You may have given away everything you figure has some sentimental value to someone. You may have engaged in rummage sales, rented a stall at a flea market, and discovered how to sell stuff on Craigslist. You may have become proficient at marketing your small treasures on eBay. Even with an intentionality that would impress John Wesley and the entrepreneurial spirit of my Aunt Edwyna, stuff still has a way of finding you.

"Mom, can we store our stuff in your basement?" "I have some old photographs that I would like you to have." Items that have found their way to our custodianship include a six-foot-high drill press, a very large chipper, a John Deere Gator, a 1990 Chevrolet Caprice, a kayak, several rooms of furniture, two dogs, a bookcase, a file cabinet and several old trunks. We used the trunks to house the small items that found their way to us.

When my parents downsized several years ago, we agreed on a routine. I would haul the stuff away from their apartment. We kept what we wanted and offered the rest to our children. What they didn't want would go to a charitable thrift store. When it became clear to my mother that about 95% of the items had gone to the thrift store, she would sometimes add a codicil to the plan:  "Take this, but DON'T give it to the thrift store." This partly accounts for the furnishing style of our home and my office — ecclectic.  One reason I enjoy eating at Cracker Barrel is because the decor feels so much like home.

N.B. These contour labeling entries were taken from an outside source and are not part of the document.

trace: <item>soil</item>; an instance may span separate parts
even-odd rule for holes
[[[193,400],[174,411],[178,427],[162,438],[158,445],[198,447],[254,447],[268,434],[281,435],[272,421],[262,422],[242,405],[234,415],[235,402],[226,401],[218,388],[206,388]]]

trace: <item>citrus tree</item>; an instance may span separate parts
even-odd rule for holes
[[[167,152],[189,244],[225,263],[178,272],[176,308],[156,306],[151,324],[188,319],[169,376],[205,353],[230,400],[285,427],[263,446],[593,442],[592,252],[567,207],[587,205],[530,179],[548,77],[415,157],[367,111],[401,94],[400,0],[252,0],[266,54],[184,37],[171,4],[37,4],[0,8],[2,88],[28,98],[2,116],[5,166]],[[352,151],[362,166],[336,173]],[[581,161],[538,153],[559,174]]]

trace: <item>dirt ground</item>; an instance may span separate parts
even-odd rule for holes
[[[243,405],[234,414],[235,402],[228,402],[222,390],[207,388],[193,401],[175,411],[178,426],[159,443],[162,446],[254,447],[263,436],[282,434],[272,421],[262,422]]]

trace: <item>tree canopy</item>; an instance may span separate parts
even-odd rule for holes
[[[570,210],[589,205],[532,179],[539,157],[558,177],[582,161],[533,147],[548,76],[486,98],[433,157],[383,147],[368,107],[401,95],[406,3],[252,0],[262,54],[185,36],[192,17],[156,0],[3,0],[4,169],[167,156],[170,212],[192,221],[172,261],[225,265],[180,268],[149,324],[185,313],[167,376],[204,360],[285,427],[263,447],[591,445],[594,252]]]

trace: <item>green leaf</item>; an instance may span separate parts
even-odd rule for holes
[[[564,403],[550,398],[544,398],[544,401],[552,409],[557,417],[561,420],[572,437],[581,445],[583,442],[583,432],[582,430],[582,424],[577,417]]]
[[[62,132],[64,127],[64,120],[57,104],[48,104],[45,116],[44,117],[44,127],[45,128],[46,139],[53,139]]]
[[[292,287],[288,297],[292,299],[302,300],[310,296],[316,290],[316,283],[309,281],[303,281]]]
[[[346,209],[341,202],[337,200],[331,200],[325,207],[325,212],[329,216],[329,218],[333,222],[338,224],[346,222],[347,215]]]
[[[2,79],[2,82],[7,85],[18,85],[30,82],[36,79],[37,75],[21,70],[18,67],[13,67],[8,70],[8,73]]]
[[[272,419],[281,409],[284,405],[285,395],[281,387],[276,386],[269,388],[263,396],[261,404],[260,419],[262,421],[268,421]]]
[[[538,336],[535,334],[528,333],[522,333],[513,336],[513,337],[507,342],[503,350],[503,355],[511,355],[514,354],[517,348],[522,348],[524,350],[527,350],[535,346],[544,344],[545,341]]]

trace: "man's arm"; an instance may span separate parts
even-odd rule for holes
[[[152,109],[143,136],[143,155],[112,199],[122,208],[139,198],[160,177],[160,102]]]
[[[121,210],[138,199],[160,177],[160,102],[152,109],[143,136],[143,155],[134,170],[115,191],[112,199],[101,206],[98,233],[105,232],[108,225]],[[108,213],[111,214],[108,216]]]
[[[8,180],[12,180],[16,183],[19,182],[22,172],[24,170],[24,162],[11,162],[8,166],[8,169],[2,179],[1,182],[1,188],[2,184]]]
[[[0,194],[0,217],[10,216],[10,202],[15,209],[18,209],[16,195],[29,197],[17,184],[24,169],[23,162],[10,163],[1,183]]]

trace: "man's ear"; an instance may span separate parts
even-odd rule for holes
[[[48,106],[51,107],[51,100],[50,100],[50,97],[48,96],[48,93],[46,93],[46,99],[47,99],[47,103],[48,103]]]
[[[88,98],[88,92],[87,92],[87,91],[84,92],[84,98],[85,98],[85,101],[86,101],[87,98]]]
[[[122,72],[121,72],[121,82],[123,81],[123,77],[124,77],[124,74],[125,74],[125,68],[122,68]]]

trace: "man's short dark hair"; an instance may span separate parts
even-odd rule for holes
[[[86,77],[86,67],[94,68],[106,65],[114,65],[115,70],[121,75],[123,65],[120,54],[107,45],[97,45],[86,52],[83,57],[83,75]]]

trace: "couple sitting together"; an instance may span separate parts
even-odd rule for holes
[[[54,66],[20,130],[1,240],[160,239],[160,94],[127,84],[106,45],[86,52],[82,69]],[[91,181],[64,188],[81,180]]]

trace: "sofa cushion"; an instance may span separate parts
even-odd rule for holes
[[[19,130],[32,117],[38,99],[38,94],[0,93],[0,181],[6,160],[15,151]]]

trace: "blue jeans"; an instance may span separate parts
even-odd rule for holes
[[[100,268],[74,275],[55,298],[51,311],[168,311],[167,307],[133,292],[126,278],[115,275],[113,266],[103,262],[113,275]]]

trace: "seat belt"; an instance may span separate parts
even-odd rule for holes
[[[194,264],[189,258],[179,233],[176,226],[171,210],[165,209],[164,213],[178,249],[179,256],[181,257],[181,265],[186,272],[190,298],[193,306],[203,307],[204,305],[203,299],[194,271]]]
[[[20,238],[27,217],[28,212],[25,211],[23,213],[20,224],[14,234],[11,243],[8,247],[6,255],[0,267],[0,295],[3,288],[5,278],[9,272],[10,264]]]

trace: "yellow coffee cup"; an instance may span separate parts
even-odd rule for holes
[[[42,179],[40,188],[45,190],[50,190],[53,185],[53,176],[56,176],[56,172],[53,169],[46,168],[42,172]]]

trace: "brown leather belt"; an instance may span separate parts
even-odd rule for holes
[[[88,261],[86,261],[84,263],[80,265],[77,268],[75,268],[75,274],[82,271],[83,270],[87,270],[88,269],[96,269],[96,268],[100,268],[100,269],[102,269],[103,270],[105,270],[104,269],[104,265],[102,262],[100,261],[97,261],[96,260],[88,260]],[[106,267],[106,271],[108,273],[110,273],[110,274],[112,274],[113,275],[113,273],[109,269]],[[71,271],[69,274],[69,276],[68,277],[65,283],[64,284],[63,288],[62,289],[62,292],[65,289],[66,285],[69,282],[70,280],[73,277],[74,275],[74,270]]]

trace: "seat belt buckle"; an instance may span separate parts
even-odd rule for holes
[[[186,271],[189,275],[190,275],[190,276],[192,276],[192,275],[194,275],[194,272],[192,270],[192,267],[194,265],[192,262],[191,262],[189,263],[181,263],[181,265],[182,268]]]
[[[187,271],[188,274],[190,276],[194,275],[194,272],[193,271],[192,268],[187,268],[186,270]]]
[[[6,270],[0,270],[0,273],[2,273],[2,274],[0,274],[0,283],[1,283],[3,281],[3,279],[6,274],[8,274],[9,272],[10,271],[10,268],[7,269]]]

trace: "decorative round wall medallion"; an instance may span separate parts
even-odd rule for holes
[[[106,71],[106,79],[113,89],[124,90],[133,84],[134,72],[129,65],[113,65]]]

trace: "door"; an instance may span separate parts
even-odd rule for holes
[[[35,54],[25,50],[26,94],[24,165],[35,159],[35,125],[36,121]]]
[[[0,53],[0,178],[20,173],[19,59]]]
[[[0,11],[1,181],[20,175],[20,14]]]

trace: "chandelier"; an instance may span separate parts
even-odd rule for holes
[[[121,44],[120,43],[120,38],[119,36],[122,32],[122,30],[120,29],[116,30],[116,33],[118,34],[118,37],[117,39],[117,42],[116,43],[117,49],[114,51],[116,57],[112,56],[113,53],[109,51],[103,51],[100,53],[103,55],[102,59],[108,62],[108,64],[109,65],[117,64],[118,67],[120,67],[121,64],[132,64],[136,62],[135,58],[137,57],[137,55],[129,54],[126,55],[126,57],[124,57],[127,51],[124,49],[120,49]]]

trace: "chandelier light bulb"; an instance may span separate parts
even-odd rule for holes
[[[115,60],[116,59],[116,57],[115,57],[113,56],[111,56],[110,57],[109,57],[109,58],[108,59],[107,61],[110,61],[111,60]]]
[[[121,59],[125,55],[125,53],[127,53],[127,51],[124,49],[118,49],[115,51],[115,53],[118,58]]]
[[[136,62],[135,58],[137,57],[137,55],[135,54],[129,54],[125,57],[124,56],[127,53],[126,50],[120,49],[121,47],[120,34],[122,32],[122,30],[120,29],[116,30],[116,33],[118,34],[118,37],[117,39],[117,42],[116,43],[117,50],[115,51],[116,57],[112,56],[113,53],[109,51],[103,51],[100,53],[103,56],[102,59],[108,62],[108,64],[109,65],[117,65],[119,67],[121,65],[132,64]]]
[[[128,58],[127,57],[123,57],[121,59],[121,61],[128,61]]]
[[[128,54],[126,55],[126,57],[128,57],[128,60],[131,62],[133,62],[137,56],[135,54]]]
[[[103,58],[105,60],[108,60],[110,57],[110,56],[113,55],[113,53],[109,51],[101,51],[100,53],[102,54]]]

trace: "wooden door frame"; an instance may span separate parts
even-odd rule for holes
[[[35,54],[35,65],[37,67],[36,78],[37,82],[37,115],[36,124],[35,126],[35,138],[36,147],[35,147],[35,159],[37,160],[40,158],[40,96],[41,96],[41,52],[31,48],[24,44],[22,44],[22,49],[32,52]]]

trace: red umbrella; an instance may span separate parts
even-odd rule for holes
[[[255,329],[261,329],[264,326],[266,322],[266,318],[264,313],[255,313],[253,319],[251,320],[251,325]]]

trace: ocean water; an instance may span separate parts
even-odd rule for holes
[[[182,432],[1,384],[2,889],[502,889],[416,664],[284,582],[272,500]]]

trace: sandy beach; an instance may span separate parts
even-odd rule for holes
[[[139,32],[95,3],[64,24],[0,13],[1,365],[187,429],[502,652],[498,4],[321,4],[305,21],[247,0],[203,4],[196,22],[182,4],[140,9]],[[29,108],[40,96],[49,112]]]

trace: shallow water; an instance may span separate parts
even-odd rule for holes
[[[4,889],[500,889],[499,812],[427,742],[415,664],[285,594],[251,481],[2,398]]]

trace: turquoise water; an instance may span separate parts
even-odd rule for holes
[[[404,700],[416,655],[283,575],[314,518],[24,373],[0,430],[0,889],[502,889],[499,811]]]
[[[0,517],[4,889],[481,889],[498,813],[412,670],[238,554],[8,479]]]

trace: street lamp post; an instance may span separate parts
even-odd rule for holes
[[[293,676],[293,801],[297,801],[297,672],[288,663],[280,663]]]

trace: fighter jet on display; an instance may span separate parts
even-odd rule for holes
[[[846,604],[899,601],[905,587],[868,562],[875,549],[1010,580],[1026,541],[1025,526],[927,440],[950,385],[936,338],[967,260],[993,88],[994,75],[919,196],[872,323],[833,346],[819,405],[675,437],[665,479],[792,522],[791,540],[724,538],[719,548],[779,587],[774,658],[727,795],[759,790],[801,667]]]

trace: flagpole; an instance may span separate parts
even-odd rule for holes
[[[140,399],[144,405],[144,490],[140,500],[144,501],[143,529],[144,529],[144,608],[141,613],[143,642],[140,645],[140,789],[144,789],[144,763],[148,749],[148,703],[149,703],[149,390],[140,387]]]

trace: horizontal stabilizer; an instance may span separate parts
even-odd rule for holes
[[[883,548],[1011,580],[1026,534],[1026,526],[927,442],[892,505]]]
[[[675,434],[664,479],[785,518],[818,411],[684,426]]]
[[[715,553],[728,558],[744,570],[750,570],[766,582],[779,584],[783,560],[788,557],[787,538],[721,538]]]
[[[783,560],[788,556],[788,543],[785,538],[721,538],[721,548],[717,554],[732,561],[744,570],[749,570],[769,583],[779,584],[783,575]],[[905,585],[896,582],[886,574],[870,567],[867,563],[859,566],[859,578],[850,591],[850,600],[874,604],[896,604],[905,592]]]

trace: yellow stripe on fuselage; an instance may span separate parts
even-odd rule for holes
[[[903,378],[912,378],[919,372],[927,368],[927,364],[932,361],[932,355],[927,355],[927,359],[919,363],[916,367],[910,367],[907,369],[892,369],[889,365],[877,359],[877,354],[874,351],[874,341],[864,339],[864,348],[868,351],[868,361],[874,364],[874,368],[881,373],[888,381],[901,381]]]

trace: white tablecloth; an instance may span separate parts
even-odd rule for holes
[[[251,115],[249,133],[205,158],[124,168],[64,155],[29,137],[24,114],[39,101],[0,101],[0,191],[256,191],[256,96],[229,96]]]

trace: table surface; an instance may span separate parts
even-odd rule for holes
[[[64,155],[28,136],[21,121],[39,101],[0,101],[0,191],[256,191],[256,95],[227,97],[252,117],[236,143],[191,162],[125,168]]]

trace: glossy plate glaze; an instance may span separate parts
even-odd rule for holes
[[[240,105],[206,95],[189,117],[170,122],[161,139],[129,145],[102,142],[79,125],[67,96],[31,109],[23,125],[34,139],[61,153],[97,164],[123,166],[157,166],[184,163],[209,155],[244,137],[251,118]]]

If you're laughing by now, sober up and look around. My hunch is that the humor is in the familiarity of what I'm describing. I'm convinced that scientists will discover within our genome a chromosome that may be called "humanoid collectiva," which accounts for our early species' survival as gatherers and now partly accounts for the booming "self-storage" business.

With all this pressure to (as the Bible calls it) "tear down our barns and build bigger barns," simplicity can be hard work. Dottie Escobedo-Frank's article "Unclutter Your Church" (in LeadingIdeas from the Lewis Center) offers some helpful wisdom, not just about "stuff" but also about other kinds of "clutter." She invites us to "choose to let the past set us free to fly, instead of letting the past become a shackle that chains us to a certain way of doing things."

Here's the good news:  "We may have surrounded ourselves with things that were once comforting and are now binding, but God still can choose us to lead the way forward."

"Things that were once comforting and are now binding."  Hmmm.  Sounds like good fodder for a Lenten Spiritual and/or Physical Housecleaning List.